In other words, the willingness to buy and the existence of market power are separate questions, and must be examined in each particular circumstance.

 

Greenfields regulation and market derived tariffs

 

The market derived tariffs issue has important implications for greenfields projects. Compared with established infrastructure, greenfield projects typically have an uncertain volume profile and a variety of specific risks. The Commission recognises these specific risks associated with greenfield investments and has examined several options to deal with them.
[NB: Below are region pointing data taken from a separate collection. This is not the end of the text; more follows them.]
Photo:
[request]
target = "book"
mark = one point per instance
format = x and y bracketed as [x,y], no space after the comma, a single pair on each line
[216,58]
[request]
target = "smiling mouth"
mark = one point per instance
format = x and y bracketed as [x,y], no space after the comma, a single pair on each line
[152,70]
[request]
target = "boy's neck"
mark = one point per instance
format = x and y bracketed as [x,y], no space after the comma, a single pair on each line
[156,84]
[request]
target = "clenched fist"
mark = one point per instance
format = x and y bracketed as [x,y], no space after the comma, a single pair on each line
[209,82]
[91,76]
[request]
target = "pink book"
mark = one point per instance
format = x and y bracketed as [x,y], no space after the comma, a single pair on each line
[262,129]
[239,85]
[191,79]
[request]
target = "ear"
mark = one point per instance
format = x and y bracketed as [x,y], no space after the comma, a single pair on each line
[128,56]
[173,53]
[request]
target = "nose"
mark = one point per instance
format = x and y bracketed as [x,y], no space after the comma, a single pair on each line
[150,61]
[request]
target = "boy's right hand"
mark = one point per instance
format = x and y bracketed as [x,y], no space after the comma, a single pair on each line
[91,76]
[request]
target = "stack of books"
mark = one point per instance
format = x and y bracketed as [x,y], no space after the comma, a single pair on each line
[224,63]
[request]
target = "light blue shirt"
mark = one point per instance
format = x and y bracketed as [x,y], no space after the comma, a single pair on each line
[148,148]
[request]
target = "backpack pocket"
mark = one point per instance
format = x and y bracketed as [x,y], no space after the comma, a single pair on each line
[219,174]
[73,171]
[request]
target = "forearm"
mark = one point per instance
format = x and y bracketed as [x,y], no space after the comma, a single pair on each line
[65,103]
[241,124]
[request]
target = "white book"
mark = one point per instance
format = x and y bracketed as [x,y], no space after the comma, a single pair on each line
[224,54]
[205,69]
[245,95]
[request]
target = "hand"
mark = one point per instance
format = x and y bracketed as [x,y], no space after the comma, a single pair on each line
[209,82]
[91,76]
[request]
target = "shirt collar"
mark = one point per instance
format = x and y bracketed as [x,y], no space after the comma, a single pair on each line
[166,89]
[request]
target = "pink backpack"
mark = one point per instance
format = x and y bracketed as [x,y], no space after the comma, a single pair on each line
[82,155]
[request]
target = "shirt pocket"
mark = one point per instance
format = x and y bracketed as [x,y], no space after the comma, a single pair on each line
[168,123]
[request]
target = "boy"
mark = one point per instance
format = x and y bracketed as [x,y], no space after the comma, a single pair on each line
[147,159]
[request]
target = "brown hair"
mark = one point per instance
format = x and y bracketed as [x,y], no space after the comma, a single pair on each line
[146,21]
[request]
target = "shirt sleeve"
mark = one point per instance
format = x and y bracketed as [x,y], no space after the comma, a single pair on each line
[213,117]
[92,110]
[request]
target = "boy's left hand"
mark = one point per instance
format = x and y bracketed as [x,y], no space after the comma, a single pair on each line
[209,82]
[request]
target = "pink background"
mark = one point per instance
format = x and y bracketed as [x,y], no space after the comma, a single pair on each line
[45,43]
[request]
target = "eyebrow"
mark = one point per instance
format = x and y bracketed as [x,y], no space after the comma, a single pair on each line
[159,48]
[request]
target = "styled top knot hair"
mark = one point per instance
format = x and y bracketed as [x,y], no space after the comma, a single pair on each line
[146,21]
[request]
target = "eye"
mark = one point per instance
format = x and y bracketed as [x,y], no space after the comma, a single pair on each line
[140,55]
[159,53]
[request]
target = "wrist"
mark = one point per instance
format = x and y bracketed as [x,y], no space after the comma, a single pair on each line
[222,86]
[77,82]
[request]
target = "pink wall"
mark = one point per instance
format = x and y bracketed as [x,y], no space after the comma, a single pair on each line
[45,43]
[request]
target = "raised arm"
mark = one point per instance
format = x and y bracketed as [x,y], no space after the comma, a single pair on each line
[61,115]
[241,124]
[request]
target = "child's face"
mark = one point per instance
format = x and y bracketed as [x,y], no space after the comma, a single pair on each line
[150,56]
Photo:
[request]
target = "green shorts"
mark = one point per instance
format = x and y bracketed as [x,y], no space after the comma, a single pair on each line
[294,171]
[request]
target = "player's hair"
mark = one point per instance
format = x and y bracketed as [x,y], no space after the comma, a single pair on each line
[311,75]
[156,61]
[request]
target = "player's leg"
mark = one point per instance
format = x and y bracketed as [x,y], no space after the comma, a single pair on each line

In the Commission’s approval of the greenfields Central West Pipeline, the final access arrangement incorporated a number of features that are a definitive signal to industry that the Commission recognises the risks associated with greenfields developments.

 

When it comes to tariff setting, greenfields pipeline operators are likely to be aware of the different implications of regulation under Part IIIA of the Trade Practices Act compared with regulation under the Gas Code. Operators may take the view that market derived tariffs are not available under a Gas Code Access arrangement, but may be obtained under a Part IIIA Access undertaking.

 

In relation to this issue, greenfields operators would be well advised to understand the interplay between the application of the two regimes. They may make their own conclusions as to the likelihood that their proposal will be covered by the Code.

 

Upstream competition

 

The greenfields regulation issue is likely to arise in respect of any proposal to bring gas from Victoria to South Australia, taking advantage of gas discoveries in Victoria’s Otway Basin.

 

There have been recent press reports that fieldwork has already commenced on a 670 km pipeline from Port Campbell to Adelaide, to be owned by Australian National Power and Origin Energy. Reports indicate the pipeline could deliver a volume of gas equivalent to 50 per cent of the gas currently received from the Moomba pipeline. This adds to a broader picture of a multiplicity of projects to pipe gas into South Australia, which are at various stages of development and certainty. From our perspective, this raises both regulatory and competition issues.

 

Dealing first with the regulatory angle, there has been some speculation that following the Australian Competition Tribunal’s decision in the Eastern Gas Pipeline matter, the proposed Port Campbell to Adelaide would not be covered under the Gas Code.

 

While such a determination is outside the ACCC’s purview, my view is that the Tribunal’s decision on the Eastern Gas Pipeline appears to have been made mainly on the facts of the particular situation, rather than making any new definitive statement of the law relating to coverage under the Gas Code. Accordingly, each project must be assessed on its merits in the context of the specific circumstances of the project.

 

Should the proposed pipeline be covered, the ACCC remains committed to a facilitative approach to regulation, with a view to encouraging long-term solutions to South Australia’s energy problems.

 

New pipeline projects raise the prospect of competition between upstream sources of gas. Such competition can potentially deliver more certainty of supply and lower prices to South Australian consumers.

 

Conclusion

 

So that’s the view from one regulator. We and our colleagues in NECA, NEMMCO and the State regulators will proceed within the frameworks governments have given us. But over the coming period, much of the focus will shift back to governments. Their renewed interest in energy matters and markets must be seen as welcome. There are dangers to be avoided, but the potential gains are great.

 

Let us all do our best to see that the efforts of governments are directed towards market-based outcomes, that time isn’t wasted reinventing wheels and throwing open reasonably settled issues, and that interstate rivalries and jealousies do not override the national interest.